Next month, close friends of ours are going through the Panama Canal, on the Celebrity Constellation…west to east, San Diego to Fort Lauderdale. This is a good idea. Last spring, we made that trip in reverse, more or less, and it was one of our favorite cruises ever.
That sentiment is spreading, and not just because you’re reading it here at Cruising Done Right. By the end of the current winter season next May, more than 250 cruise ships will have taken passengers through the Canal.
Some will stop and make shore excursions and some, like us, will just see the Canal from the balcony or the deck.
The point is, it’s popular. Not only that, it’s going to get more popular for the next few years.
In 2014, the Canal will turn 100 years old. By then, it will have had a facelift, something that’s being called a “new canal” but something that in reality is new locks that will be large enough to accommodate bigger ships. How big? About 65% larger than the existing locks (Gatun Locks on the Atlantic side, and San Miguel and Miraflores Locks on the Pacific). This will not only accommodate the biggest cruise ships but, more importantly, the biggest cargo ships.
The new locks will run parallel to the old, but are more environmentally friendly, using 7% less water and recycling 60% of the water back into basins instead of just flushing it out to sea.
The line-up for getting through the Canal was so bad two years ago that they auctioned off the chance to be first in line. One report was that BP Shipping paid over $200,000 for the No. 1 spot, rather than wait in line, sometimes for weeks at an operational cost of $40,000 a day.

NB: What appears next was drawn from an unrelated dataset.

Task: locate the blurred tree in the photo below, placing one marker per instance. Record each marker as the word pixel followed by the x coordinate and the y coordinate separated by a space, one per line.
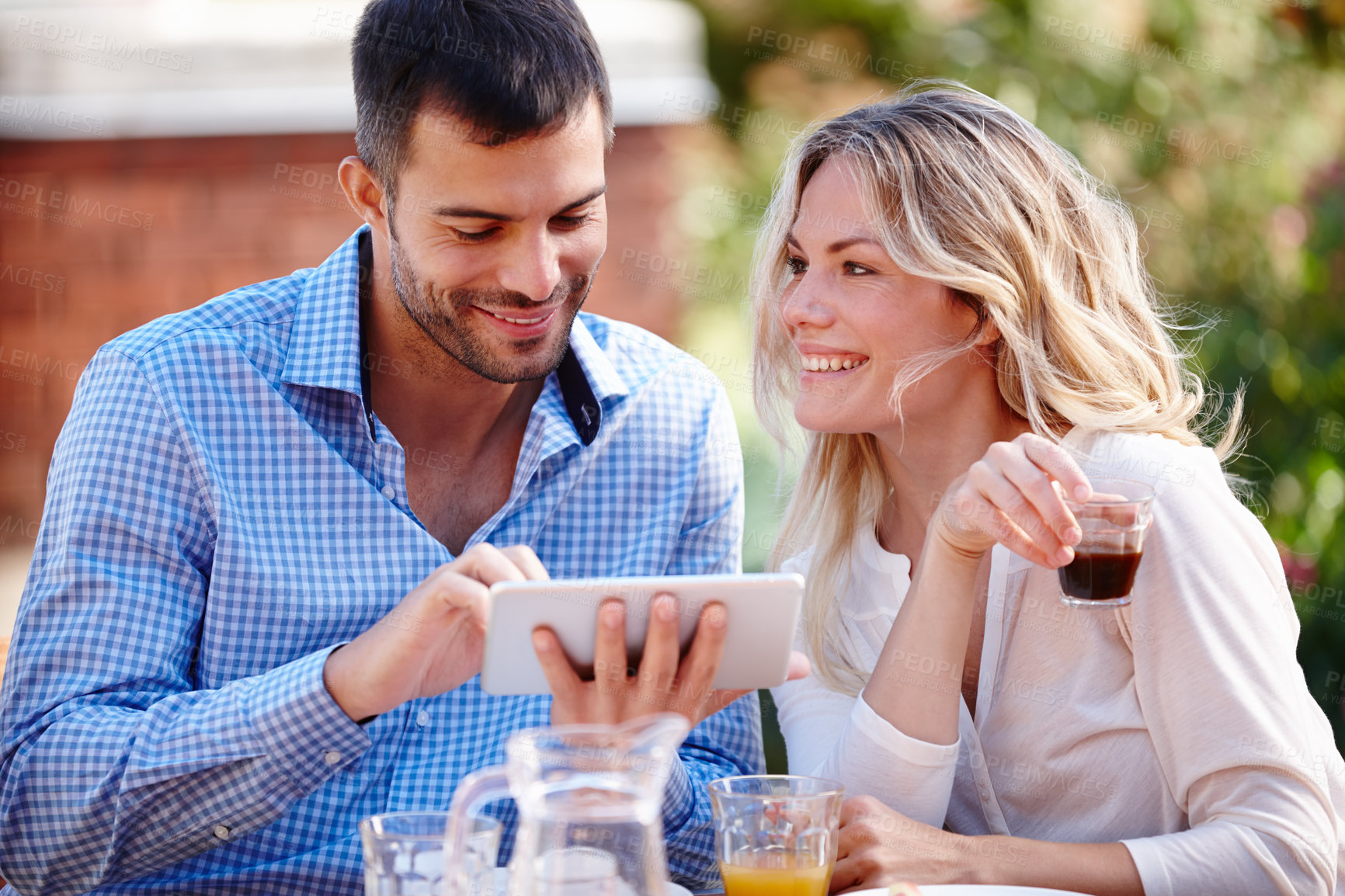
pixel 1220 121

For almost a century, the Panama Canal has been an engineering marvel. It’s about 50 miles long…most of the 50 miles is Gatun Lake, which connects the locks that open up into the two oceans. It runs at almost 90% capacity and has a tough time keeping up with the shipping needs of today. It has become a bottleneck. The expansion of the two locks with more modern technology — at a cost of $5.25 billion — became a necessity, and soon will become even more of a tourist attraction than it already is.
Expect cruise lines to feature the “new canal” in marketing cruises that are already attractive, in our opinion — we’d go again in a heartbeat. Make no mistake…this is not being done for cruise ships. Holland America, Princess, Royal Caribbean and Celebrity send ships through it now. Cunard (the Queen Elizabeth) and Disney (the Wonder’s inaugural cruise) will in 2011. Perhaps the Oasis of the Seas, Allure and Epic will in the future.
Even if you err on the high side and predict 300 cruise-ship crossings in a year, there are currently 14,000 ships crossing the Isthmus of Panama.
That makes cruise ships about 2% of the total.